Yunanca "doğa" anlamına gelen sözcükten türeyen fizik, isminden dolayı çok uzun süre "doğa felsefesi" olarak algılanmış ve bu durum 19 yy. ortalarına kadar dahi devam etmiştir. Cansız varlıklarla ilgilenen fizik, canlı varlıklarla ilgilenen bilim dallarına da azımsanamaz katkılar sağlar.
Kimya, biyoloji de doğa bilimleri olarak bilinseler de otoritelerin istisnasız olarak üzerinde anlaştıkları nokta en temel doğa biliminin fizik olduğudur.
Mühendislik alanları ve hatta tıp gibi bilimlerle ilgisi olmadığı düşünülen fizik, bu alanlara da sayısız yararlar sağlamıştır.
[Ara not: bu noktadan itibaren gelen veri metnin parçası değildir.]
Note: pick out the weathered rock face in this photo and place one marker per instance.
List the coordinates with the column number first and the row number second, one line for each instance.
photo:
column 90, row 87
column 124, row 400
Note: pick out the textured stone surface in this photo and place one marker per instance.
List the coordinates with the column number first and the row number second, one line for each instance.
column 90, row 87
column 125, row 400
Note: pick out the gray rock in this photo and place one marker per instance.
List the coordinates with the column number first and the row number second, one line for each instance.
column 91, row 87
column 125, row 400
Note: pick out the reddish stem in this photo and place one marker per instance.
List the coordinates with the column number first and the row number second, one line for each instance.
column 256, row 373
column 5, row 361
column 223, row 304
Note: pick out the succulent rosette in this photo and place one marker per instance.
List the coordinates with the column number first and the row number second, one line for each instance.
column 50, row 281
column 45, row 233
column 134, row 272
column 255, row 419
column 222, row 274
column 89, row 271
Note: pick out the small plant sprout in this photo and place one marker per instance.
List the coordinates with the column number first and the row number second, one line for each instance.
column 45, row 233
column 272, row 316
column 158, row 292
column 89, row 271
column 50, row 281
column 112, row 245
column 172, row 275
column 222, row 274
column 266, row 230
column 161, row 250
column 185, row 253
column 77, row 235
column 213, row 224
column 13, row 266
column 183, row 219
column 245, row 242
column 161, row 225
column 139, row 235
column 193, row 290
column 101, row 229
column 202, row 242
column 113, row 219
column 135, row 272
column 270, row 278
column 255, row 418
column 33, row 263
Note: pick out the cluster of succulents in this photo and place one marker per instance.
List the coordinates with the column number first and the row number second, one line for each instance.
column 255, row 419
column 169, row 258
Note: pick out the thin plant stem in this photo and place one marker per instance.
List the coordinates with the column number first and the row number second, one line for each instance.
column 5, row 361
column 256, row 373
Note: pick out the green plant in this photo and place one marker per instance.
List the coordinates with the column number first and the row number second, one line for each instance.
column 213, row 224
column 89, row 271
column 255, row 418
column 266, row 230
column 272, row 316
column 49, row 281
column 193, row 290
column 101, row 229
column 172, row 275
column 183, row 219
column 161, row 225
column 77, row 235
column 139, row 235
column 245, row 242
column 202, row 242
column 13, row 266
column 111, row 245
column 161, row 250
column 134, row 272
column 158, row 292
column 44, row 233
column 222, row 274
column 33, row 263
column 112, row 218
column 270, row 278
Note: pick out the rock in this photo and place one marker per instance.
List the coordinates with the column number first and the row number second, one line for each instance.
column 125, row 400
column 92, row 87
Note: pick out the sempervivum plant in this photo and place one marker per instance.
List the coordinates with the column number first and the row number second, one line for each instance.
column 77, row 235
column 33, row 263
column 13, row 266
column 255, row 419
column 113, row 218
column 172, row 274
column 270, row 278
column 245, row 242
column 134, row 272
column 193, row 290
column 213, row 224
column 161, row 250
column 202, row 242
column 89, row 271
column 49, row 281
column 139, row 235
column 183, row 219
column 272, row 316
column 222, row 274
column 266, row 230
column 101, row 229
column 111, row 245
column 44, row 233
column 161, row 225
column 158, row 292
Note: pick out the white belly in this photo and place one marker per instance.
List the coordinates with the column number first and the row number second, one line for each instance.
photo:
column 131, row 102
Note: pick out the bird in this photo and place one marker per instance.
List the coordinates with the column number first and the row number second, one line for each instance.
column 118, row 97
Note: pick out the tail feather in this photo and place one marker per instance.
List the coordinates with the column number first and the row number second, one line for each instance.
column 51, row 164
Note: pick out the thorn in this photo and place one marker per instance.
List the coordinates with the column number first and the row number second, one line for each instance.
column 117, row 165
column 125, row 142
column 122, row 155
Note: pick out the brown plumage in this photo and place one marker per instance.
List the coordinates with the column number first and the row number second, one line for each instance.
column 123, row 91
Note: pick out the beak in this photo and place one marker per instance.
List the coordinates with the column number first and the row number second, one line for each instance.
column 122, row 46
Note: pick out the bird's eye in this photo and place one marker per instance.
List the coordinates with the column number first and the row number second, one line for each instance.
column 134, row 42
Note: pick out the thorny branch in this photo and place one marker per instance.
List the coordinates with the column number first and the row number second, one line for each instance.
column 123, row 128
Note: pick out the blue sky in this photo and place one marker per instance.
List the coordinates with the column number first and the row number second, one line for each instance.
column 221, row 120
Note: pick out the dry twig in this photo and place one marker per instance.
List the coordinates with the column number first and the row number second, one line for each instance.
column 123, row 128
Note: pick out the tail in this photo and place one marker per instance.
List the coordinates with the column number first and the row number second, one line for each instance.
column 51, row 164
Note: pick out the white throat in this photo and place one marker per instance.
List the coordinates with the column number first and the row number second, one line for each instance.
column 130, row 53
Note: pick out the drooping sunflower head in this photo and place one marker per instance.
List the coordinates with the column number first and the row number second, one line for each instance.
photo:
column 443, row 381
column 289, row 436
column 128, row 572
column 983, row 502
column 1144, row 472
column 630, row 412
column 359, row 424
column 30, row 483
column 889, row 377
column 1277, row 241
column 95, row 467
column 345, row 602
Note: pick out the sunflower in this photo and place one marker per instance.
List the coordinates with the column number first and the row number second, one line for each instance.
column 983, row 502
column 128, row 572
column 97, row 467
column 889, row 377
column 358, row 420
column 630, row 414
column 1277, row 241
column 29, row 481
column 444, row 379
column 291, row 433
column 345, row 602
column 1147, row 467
Hatta bu alanların birçoğu fizikten türeyerek gelişimlerini sürdürmüşlerdir.
Fiziğe en yakın bilim dalı olarak kimya gösterilebilir. Maddenin iç etkileşimlerini inceleyen kimya birçok noktada fizik ile iç içe geçmekte ve ortak çalışmalar yapmaktadır.
Fiziğin yegane yardımcısı ise matematiktir. Birçok matematiksel çıkarım fiziğe hizmet için geliştirilmiştir.
Fizikçilerin matematik alanında nobel aldığı gerçeği de bu noktadan çıkmaktadır. Tüm fizikçiler aynı zamanda iyi bir matematikçi olmak zorundadır.
Matematik kitaplarında "ünlü matematikçi Einstein", fizik kitaplarında ise "ünlü fizikçi Einstein" cümlelerinin geçmesi de bu durumun örneklenmesinde kullanılabilir.